The idea of randomness carved by rules creating stable shapes intrigues me. I play minesweeper too much. Expert: 78, 95 non-flagging, lawl.


This seems totally wrong to me. Of course the probability of surrounding squares being all safe is higher in the corner simply because there are fewer surrounding squares!

To make it more fair, calculate the probability that 3+ adjacent squares would be safe, since that's how many you get in the corner. Then the math shows that center is better because there are more neighboring squares that could be potentially blank.

More useful would be the probability of having a cascade continue on past adjacent squares to squares adjacent to those, with the "winner" being whichever location is most likely to make the largest exposed bubble.
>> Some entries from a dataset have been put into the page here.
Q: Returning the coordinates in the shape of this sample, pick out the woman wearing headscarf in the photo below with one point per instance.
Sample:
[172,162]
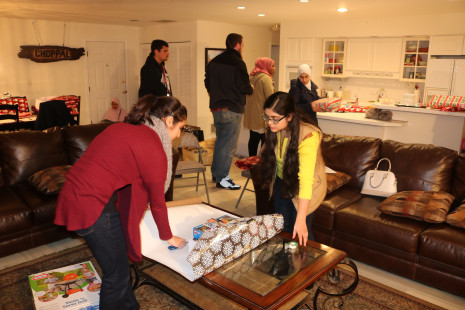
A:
[115,112]
[106,192]
[261,79]
[303,90]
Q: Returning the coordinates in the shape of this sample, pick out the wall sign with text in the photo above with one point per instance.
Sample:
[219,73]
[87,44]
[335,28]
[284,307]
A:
[50,53]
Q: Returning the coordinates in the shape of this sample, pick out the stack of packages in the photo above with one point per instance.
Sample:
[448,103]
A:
[221,240]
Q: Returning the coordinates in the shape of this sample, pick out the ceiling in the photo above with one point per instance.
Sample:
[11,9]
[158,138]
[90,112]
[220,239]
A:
[150,12]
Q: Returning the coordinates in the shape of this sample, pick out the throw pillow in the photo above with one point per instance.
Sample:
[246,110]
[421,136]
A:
[457,217]
[428,206]
[50,180]
[336,180]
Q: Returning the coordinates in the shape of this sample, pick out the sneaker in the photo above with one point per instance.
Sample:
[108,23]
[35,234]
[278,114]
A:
[227,183]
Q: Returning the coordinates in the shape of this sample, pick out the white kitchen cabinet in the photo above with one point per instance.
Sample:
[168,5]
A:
[445,77]
[415,59]
[374,57]
[334,53]
[447,45]
[301,50]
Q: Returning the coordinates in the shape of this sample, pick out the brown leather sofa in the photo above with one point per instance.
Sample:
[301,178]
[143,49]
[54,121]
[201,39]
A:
[433,254]
[26,215]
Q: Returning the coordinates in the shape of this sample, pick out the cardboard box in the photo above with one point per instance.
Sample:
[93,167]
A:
[73,287]
[199,230]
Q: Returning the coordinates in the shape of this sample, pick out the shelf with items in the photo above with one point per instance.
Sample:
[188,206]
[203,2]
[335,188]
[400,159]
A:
[415,60]
[334,52]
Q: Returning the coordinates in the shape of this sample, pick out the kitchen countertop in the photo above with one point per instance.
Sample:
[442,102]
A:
[358,118]
[415,110]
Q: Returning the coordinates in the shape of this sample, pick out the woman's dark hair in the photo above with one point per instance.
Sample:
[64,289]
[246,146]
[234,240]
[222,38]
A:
[232,39]
[157,106]
[283,104]
[157,45]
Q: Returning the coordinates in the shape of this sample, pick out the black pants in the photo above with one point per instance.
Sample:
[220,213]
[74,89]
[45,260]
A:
[254,139]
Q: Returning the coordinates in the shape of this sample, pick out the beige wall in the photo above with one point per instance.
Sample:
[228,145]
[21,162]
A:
[24,77]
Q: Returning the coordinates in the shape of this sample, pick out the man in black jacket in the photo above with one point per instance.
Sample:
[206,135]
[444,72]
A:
[153,76]
[227,83]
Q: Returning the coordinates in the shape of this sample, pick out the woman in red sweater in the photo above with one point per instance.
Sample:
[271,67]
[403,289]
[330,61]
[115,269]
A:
[106,192]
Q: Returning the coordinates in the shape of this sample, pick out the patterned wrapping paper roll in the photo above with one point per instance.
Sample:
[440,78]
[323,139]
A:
[231,240]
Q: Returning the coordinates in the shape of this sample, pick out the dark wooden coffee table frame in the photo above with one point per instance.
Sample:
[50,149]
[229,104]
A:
[324,265]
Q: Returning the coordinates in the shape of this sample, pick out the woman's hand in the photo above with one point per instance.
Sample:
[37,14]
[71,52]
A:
[177,242]
[300,229]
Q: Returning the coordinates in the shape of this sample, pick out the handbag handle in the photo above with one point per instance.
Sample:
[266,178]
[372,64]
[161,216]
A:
[381,182]
[377,165]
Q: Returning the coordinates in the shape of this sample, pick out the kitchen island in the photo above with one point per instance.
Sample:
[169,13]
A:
[409,125]
[427,126]
[355,124]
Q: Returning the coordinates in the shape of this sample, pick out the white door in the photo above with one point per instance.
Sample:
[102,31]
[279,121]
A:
[106,66]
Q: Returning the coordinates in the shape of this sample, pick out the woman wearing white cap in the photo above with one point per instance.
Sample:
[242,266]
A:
[303,90]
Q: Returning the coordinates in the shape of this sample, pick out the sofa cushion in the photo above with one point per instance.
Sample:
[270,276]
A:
[458,181]
[324,214]
[49,181]
[351,155]
[15,215]
[363,221]
[23,153]
[425,206]
[77,139]
[443,243]
[457,217]
[336,180]
[422,167]
[42,206]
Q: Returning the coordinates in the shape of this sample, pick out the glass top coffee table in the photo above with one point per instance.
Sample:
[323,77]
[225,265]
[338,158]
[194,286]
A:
[267,277]
[271,275]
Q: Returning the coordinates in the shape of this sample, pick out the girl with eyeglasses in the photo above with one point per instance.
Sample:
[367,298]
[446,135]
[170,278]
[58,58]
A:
[292,164]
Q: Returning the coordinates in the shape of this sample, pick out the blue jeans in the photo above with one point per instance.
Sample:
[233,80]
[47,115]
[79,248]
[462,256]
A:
[228,125]
[285,207]
[108,244]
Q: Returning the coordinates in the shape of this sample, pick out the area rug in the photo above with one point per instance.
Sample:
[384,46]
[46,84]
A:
[15,292]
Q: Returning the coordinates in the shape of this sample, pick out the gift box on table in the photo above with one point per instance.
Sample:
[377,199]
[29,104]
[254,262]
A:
[230,240]
[248,233]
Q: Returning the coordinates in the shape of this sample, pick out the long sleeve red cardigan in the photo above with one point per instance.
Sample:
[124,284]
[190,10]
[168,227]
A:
[126,158]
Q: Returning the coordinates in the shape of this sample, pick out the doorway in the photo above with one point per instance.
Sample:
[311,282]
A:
[106,67]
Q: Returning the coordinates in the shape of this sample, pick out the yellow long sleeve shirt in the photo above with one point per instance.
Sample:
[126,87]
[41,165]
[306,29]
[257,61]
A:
[307,159]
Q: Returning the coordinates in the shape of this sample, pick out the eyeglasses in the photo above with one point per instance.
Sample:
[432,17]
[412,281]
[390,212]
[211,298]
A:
[272,120]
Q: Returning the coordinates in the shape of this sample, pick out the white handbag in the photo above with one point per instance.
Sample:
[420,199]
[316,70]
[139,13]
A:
[380,182]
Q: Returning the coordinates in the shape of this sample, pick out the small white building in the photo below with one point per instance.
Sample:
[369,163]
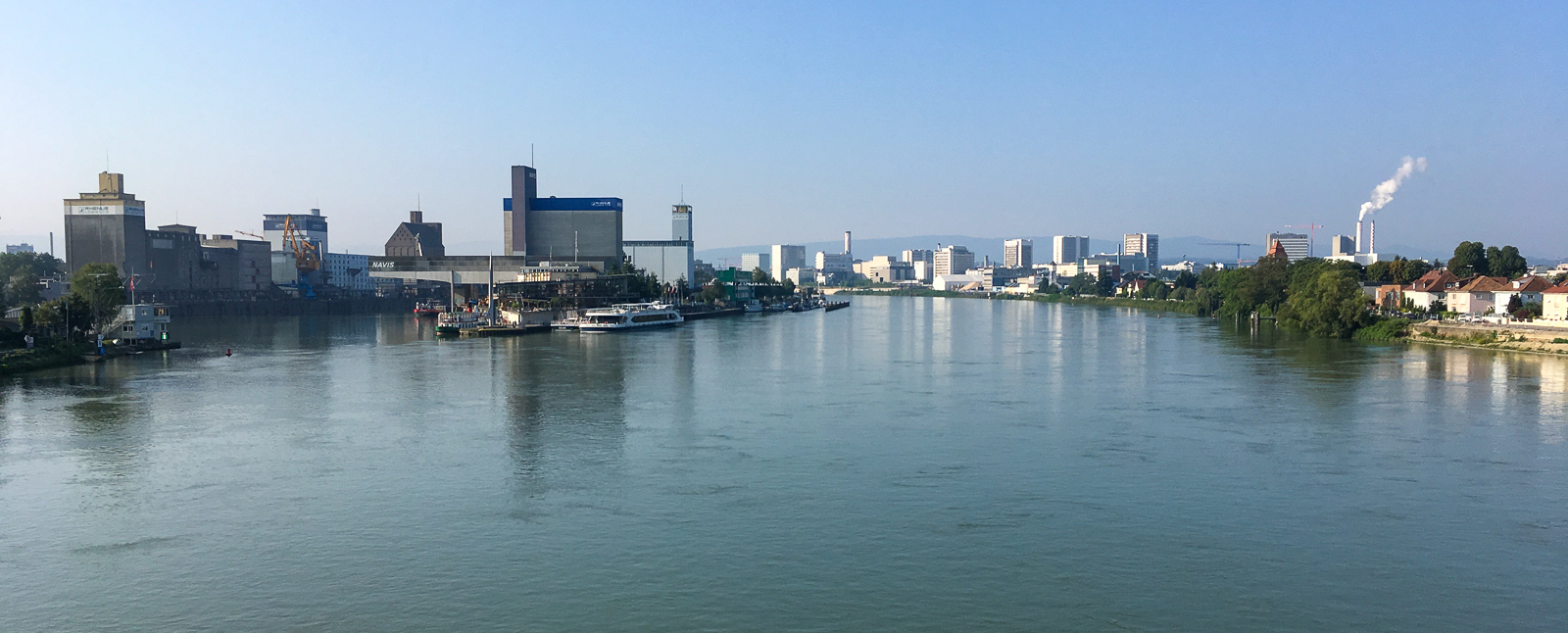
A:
[956,281]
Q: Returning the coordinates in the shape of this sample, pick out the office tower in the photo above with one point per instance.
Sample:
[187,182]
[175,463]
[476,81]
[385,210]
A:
[953,261]
[1068,248]
[1147,245]
[1018,253]
[786,258]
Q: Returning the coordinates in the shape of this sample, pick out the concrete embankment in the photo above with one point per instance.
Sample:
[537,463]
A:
[44,358]
[292,308]
[1487,335]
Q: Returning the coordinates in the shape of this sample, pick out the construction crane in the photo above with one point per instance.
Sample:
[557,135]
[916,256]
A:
[1230,243]
[1311,235]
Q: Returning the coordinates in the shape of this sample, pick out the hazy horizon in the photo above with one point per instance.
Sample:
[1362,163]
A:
[791,124]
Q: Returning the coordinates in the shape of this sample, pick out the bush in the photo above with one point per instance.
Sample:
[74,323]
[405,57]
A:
[1385,329]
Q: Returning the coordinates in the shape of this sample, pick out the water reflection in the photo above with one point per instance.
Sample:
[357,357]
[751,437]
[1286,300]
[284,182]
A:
[566,405]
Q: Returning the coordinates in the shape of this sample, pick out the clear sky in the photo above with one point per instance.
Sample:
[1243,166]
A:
[799,121]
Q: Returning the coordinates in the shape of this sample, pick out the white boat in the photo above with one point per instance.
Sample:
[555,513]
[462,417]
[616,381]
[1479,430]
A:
[454,321]
[621,316]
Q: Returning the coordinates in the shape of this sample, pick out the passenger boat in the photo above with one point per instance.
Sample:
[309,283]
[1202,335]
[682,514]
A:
[621,316]
[566,323]
[451,323]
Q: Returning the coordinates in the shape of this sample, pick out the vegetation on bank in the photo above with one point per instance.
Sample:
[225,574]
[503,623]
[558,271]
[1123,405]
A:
[43,358]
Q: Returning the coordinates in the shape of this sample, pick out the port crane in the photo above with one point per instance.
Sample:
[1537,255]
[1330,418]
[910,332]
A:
[1311,235]
[308,258]
[1230,243]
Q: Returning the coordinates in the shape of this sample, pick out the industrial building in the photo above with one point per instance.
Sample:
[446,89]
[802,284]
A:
[1147,245]
[1298,246]
[1018,253]
[753,261]
[671,259]
[953,261]
[416,238]
[110,227]
[783,258]
[1068,248]
[561,229]
[107,226]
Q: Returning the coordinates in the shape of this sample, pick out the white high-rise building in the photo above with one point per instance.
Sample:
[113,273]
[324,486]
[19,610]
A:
[1298,246]
[1068,248]
[1018,254]
[953,261]
[753,261]
[1147,245]
[786,258]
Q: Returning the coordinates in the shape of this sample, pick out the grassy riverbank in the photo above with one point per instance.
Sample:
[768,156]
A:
[43,358]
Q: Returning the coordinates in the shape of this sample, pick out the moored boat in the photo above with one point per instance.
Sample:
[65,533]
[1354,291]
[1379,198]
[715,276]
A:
[451,323]
[623,316]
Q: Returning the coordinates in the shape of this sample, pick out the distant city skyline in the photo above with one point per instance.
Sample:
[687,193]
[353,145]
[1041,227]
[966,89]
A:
[780,124]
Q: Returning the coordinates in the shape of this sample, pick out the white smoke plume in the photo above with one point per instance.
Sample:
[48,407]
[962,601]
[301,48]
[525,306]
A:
[1385,193]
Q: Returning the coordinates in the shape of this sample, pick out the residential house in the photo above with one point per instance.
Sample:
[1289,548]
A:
[1528,289]
[1554,303]
[1431,289]
[1479,297]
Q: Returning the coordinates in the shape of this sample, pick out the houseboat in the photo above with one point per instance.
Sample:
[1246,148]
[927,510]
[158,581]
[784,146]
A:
[621,316]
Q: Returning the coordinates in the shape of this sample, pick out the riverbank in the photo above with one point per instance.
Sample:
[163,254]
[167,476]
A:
[1189,308]
[1490,337]
[46,358]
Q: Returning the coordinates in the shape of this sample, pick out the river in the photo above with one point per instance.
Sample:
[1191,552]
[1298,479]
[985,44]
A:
[906,464]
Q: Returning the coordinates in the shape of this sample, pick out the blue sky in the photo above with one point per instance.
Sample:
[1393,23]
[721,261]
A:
[799,121]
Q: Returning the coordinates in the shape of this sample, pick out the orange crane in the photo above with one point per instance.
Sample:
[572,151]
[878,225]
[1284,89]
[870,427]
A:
[1311,232]
[308,256]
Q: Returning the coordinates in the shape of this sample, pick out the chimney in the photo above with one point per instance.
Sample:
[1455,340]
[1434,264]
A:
[112,182]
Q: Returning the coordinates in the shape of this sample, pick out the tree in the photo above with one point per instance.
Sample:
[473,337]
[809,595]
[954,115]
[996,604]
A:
[1470,258]
[1507,262]
[1332,306]
[99,287]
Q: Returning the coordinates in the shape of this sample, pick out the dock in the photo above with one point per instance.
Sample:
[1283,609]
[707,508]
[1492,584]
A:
[504,331]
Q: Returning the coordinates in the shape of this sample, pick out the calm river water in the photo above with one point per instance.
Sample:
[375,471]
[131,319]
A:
[906,464]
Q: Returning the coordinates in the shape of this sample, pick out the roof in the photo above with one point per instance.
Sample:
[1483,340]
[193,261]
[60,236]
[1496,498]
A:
[1434,281]
[1487,284]
[1531,284]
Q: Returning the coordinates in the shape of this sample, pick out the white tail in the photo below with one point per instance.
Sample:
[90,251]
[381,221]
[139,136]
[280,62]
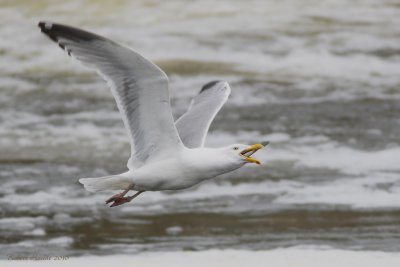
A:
[114,182]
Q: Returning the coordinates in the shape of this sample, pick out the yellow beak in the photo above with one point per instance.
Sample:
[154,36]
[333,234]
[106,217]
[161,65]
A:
[246,153]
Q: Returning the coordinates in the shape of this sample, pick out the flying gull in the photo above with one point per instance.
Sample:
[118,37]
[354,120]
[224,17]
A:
[165,155]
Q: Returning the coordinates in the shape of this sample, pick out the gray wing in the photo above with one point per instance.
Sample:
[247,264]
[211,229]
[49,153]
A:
[194,124]
[139,87]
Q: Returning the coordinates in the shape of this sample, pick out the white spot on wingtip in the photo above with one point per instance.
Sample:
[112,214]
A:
[48,25]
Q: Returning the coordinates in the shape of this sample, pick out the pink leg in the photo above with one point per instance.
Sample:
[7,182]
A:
[117,196]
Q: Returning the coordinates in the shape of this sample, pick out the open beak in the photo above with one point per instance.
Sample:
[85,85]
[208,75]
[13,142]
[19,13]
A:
[246,153]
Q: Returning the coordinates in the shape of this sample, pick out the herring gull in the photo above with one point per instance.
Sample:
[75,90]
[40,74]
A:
[165,155]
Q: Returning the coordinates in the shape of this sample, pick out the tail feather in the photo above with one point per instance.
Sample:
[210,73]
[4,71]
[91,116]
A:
[114,182]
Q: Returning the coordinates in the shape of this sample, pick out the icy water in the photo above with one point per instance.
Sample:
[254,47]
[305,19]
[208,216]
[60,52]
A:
[319,79]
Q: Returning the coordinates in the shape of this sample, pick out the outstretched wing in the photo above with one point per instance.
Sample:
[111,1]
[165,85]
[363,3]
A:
[194,124]
[139,87]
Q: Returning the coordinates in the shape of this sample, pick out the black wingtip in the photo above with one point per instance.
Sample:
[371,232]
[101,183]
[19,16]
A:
[208,86]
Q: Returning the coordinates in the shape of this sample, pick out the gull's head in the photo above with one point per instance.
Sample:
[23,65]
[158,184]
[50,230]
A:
[243,153]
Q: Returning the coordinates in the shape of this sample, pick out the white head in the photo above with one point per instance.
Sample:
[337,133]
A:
[215,161]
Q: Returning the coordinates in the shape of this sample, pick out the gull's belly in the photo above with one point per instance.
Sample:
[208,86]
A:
[168,175]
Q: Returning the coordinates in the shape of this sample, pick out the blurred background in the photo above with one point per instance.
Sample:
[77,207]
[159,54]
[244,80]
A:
[319,79]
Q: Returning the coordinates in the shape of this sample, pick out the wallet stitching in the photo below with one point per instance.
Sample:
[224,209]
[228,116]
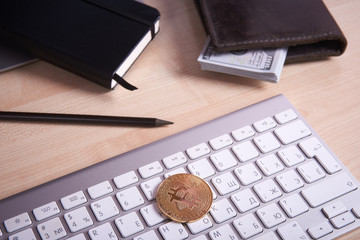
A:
[313,38]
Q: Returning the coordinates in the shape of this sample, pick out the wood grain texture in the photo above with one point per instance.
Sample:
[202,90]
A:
[172,87]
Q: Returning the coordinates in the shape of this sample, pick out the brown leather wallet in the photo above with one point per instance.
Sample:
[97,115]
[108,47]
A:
[306,27]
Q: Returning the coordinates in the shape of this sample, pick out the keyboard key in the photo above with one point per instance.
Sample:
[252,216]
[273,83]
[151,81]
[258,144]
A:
[320,230]
[73,200]
[356,210]
[222,210]
[292,231]
[104,208]
[152,215]
[200,225]
[130,198]
[294,205]
[225,183]
[176,171]
[129,224]
[267,236]
[17,222]
[224,233]
[243,133]
[223,160]
[100,189]
[52,229]
[292,132]
[220,142]
[46,211]
[198,151]
[289,181]
[342,220]
[248,174]
[78,219]
[103,232]
[201,168]
[267,142]
[267,190]
[150,235]
[149,188]
[313,148]
[334,209]
[269,164]
[27,234]
[245,151]
[78,237]
[245,200]
[271,215]
[173,231]
[126,179]
[321,193]
[291,156]
[285,116]
[311,171]
[150,170]
[174,160]
[265,124]
[247,226]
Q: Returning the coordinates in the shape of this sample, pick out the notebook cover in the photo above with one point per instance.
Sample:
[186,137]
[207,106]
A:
[306,27]
[89,38]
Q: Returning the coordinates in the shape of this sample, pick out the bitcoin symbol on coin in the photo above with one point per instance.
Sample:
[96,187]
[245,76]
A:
[184,197]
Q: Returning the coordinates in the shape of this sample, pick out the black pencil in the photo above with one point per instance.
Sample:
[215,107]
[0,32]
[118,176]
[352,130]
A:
[81,119]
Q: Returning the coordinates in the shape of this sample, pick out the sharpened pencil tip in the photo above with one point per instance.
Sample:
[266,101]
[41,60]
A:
[160,122]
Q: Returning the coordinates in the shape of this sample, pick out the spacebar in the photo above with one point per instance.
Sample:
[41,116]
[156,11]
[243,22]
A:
[329,189]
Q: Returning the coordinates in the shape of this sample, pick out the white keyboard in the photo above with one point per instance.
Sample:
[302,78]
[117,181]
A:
[271,175]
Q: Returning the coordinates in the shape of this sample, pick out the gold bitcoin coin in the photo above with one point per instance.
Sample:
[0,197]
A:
[184,197]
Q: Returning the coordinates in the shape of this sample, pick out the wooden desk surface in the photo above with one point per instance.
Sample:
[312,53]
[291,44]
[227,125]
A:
[172,87]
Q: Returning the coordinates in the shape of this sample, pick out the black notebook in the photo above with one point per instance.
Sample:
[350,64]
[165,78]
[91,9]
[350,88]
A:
[96,39]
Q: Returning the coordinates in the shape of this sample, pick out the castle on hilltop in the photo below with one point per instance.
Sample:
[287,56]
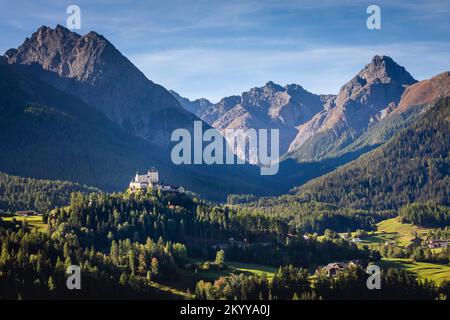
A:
[151,180]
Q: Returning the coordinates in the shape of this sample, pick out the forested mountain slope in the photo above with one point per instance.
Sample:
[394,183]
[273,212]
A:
[412,166]
[17,193]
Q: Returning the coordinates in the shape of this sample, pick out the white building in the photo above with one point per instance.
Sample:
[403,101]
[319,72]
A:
[151,180]
[145,180]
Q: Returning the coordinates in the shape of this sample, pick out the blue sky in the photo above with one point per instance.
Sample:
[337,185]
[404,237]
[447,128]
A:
[212,49]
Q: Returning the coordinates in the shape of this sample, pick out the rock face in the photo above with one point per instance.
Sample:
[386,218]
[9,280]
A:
[196,107]
[425,92]
[269,107]
[92,69]
[366,99]
[313,127]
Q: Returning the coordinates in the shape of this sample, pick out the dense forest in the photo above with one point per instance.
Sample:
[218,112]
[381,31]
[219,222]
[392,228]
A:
[294,283]
[17,193]
[413,166]
[127,243]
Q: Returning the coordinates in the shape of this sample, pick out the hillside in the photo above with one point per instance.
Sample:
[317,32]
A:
[17,193]
[412,166]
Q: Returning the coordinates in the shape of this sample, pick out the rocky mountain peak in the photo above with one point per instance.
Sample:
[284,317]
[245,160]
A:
[92,69]
[385,70]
My strategy is generally click a few places in the center quickly. If I die, I don't have much invested and just start over. If I find a large bubble, then I can play.


Absolutely agree!

..and from my experience, three clicks is about optimum for speed and opening the board. All my sub 80s games have opened 'gashes' across the board, the three clicks gives you the best chance of jumping the 'wire' (as the other guy put it)..

If you are going to have to play the odds at some point anyway, may as well do it at the start before you invest 50s of your life in some pointless activity.


I think it's nowhere near that simple. You don't just want to open up a cascade, but a _quality_ cascade that gives enough information to work with to identify which cells are mines, or, failing that, won't involve a risky guess. A '1' in the corner means each neighboring cell is a 1 in 3 risk, while a '1' in the middle is only 1 in 8.

shameless plug: a minesweeper solver I wrote [http://mrgris.com/projects/minesweepr/demo/player/]


Someone ought to write something to empirically test this assertion by clicking on the various possible locations.


I'd be willing to bet that in the real world a corner is actually the worst choice. It may be the most likely to get blank spaces, but its probably also more likely to box you in, and only gives you one direction of attack.


My shortest time on the advanced mode of windows version is 62 seconds. I'm sure many of you'd beat that.


Would it be possible to make a 3D Minesweeper game inside Minecraft?


Inside Minecraft proper, it would be prohibitively difficult. Redstone doesn't really support programming that complex (keeping 3D state, cleared areas, randomizing the board, etc.).

With a couple new blocks, though -- a new game control, the mine blocks themselves -- it would be a moderately easy mod. Putting dynamic textures on the blocks to display numbers wouldn't be (in principle) any harder than some of the grass mods, and there's an onDestroy hook for the block you could use to clear space.

I wonder how hard 3D minecraft would be.

[Edit: Ha! It's been done! http://www.youtube.com/watch?v=eV6n0UWJM2Q http://www.youtube.com/watch?v=DW71giahaLM

This is why we google things before building them.]

[Edit edit: Oh, nuts. Those are both still 2D. This is why we review google results before deciding not to build something.]


I wonder how hard 3D minecraft would be.

Er, wow. Hard.

http://egraether.com/mine3d/


depends on what you mean.

you can build a monitor and computer in minecraft, you could specialize them to play minesweeper. I think you'd run into 300 block range problems (the world isn't simulated far away, you simply don't have enough room to wire up the redstone)

Alternatively, mods can screw around with block ids. you could provide number textures for blocks and a few special blocks. All that's left is to swap block types as the user interacts with the blocks.


There're some gems on DataGenetics' blog. Highly recommended.